On entend souvent dire qu'une batterie de voiture électrique serait à remplacer au bout de quelques années. Une croyance tenace qui alimente les a priori négatifs sur l’électrique. Mais à l’heure où le parc a gagné en maturité et où les modèles de première génération affichent plusieurs centaines de milliers de kilomètres au compteur, cette crainte est-elle encore justifiée ? Nous avons posé la question à Laurent Perron, coordinateur des projets automobiles au Shift Project.
« Au début des années 2010, on ne savait pas trop quelle serait la durée de vie des batteries, mais aujourd’hui il n’y a plus aucun doute », affirme Laurent Perron. Contrairement à un moteur thermique, la longévité d’une batterie ne se calcule pas directement en kilomètres, mais en cycles de charge. Un cycle correspond à une décharge complète suivie d’une recharge complète et chaque cycle a un impact sur la capacité de la batterie. « Les batteries actuelles sont dimensionnées pour a minima 1 000 à 1 500 cycles de charge et de décharge, ce qui correspond à un kilométrage moyen de l’ordre de 200 000 km », explique Laurent Perron.
Même lorsqu’une batterie n’est plus jugée optimale pour un usage automobile, elle n’est pas hors d’usage. Ces batteries peuvent connaître une « seconde vie », notamment pour le stockage stationnaire d’électricité, avant d’être recyclées.

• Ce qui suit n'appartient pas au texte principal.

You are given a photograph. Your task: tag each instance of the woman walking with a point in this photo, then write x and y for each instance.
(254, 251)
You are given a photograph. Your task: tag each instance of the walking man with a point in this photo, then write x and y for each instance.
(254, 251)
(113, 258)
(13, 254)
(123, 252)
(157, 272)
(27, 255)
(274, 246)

Les données issues des flottes professionnelles sont elles aussi très encourageantes. Arval, spécialiste français de la location longue durée, observe un état de santé moyen de 90 % après 200 000 km parcourus sur ses véhicules électriques. 98 % des batteries testées par Arval présentent un état de santé supérieur à 80 %, y compris sur des véhicules fortement kilométrés. A titre de référence, Carbone 4, cabinet de conseil spécialisé dans la transition énergétique, estime qu'une batterie atteint le seuil de fin de vie pour la traction automobile lorsqu’elle ne possède plus que 70 à 80 % de sa capacité initiale. « Pour un véhicule roulant en moyenne 15 000 km par an, la durée de vie théorique de la batterie du véhicule est comprise entre 15 et 20 ans », en conclut Carbone 4. Le recul dont on dispose sur certains véhicules et dans certaines zones géographiques permet même d’observer des chiffres bien plus élevés. « Aux États-Unis, certaines Tesla affichent déjà plus d’un million de kilomètres au compteur », affirme Laurent Perron.
Les constructeurs automobiles garantissent généralement leurs batteries pendant 8 ans ou 160 000 km, avec un seuil minimal de capacité souvent fixé à 70 %.
Si la technologie a beaucoup progressé, les usages continuent à jouer un rôle clé dans la longévité de la batterie. « Il est souvent préconisé de faire des recharges entre 20 et 80 % de la capacité totale », rappelle Laurent Perron. Éviter les charges systématiques à 100 % et les décharges profondes contribue à limiter le vieillissement chimique. D’autres facteurs liés à la recharge entrent également en jeu : la surutilisation de la recharge rapide ou l’immobilisation prolongée du véhicule, notamment lorsqu’il est chargé à 100 %, peuvent accélérer la dégradation. Les fortes chaleurs constituent, elles, un facteur externe aggravant. Malgré tout, pour l'expert, il n’y a aucune inquiétude à avoir sur la durée de vie des batteries : « Elles dureront au moins aussi longtemps que la voiture elle-même », estime-t-il. Une perspective de nature à lever l'un des principaux freins psychologiques à l’adoption de la voiture électrique.